La stagione di balletto del Teatro alla Scala si congeda con una produzione del 1965 di John Cranko. E' Onegin, traduzione in danza dell'omonimo romanzo di Puskin su musiche di Cajkovskij, da domani al Piermarini con repliche fino al 13 novembre. Il balletto torna a Milano dopo sei anni di assenza e con l'etoile Roberto Bolle al suo debutto nel ruolo del titolo. Bolle è una stella di prima grandezza. Etoile scaligera, principal dell'American Ballet, ha danzato per regine, governatori, dignitari profani e sacri (Papa Giovanni Paolo II). Fama e bellezza ne fanno pure un personaggio richiestissimo nelle feste mondane anche se lui, con disarmante semplicità, ammette di sentirsi solo uno «spettatore, non è il mio mondo». Ebbene, dall'alto di tanta celebrità, Bolle è l'artista che, per calarsi pienamente nel nuovo ruolo di Onegin, ha preso ed è andato a Stoccarda. Ha voluto lavorare nelle sale dove Onegin è nato, al fianco dei collaboratori di Cranko.

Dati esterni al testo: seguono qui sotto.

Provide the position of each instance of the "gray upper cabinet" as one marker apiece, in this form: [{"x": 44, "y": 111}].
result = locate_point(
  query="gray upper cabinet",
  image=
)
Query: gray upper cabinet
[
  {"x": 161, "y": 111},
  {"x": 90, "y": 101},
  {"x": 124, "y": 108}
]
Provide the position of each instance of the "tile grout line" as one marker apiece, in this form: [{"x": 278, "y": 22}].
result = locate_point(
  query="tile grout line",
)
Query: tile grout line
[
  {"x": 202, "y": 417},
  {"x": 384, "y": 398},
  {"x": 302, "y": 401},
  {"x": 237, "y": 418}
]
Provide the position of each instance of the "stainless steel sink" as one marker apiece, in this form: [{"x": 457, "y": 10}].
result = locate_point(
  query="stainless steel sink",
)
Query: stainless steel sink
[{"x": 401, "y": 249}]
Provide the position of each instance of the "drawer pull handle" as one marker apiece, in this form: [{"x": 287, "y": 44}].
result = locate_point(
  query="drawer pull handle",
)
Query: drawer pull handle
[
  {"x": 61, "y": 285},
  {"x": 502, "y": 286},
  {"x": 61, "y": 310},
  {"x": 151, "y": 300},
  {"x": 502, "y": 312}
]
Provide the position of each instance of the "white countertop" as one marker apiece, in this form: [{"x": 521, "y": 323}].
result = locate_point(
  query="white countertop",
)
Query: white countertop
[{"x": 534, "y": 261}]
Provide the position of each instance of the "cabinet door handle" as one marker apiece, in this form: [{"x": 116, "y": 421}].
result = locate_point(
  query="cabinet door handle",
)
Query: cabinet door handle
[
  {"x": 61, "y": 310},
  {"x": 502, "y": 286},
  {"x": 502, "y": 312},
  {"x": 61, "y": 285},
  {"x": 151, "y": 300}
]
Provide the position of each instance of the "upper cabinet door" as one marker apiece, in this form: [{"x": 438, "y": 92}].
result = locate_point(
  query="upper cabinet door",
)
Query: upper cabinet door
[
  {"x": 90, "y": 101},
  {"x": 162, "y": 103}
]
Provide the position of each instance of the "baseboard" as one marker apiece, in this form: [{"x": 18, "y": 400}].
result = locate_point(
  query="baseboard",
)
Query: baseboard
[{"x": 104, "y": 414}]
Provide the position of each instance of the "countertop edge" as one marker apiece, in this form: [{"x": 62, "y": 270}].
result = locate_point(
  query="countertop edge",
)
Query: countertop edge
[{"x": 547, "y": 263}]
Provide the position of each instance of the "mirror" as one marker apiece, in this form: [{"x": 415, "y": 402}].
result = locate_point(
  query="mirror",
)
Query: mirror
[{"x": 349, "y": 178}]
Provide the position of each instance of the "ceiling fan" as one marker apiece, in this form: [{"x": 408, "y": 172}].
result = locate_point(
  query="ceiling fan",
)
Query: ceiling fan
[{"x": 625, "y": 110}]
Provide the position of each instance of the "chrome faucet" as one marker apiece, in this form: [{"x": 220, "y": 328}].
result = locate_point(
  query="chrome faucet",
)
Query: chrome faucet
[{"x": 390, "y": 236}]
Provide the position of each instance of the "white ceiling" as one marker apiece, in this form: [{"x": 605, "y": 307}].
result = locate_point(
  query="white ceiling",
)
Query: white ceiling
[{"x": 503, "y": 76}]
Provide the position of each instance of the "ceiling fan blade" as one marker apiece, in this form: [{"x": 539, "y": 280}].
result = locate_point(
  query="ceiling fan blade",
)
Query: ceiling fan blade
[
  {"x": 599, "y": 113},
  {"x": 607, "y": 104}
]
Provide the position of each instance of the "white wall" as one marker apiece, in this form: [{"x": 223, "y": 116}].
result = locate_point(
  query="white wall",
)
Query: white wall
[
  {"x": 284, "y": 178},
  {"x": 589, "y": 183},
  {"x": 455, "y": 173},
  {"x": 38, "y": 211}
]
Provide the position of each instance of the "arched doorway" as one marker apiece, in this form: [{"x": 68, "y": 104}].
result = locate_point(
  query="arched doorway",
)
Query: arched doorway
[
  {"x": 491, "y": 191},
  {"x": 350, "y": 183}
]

Domani, Bolle sarà Onegin accanto alla Tatjana di Maria Eichwald, prima solista del Balletto di Stoccarda, la compagnia pupillo di Cranko. Massimo Murru, anche lui etoile scaligera, sarà Onegin in due repliche di novembre. Entrambe le etoile scaligere affrontano per la prima volta il ruolo dell'altero personaggio, giovane uomo sprezzante dell'amore genuino di Tatjana, coinvolto in un omicidio, piombato in un vuoto esistenziale fino al tentativo, però fallito, di recuperare l'amore per la donna. Il ruolo richiede tecnica e maturità espressiva, «Onegin - ha spiegato il direttore del corpo di ballo Makhar Vaziev - fa diventare il ballerino attore. Questo ne raddoppia la difficoltà: è un balletto che ha una grande storia, ma può esistere solo se ci sono delle personalità. Altrimenti sarà sempre un'interpretazione falsa». Bolle ha parlato di un «ruolo contorto e con sfumature negative, diverso da quelli che ho interpretato finora, tra i più intensi e drammaticamente interessanti per la parte maschile. Credo arrivi al momento giusto, con la giusta maturità». Le musiche del balletto non hanno nulla a che fare con l'opera Onegin di Cajkovskij. Del grande russo si ascolteranno pagine tratte dall'album per pianoforte Le Stagioni, dalla fantasia sinfonica Francesca da Rimini o dall'opera Gli stivaletti. Tutti brani rielaborati per Cranko dal compositore Kurt-Heinz Stolze.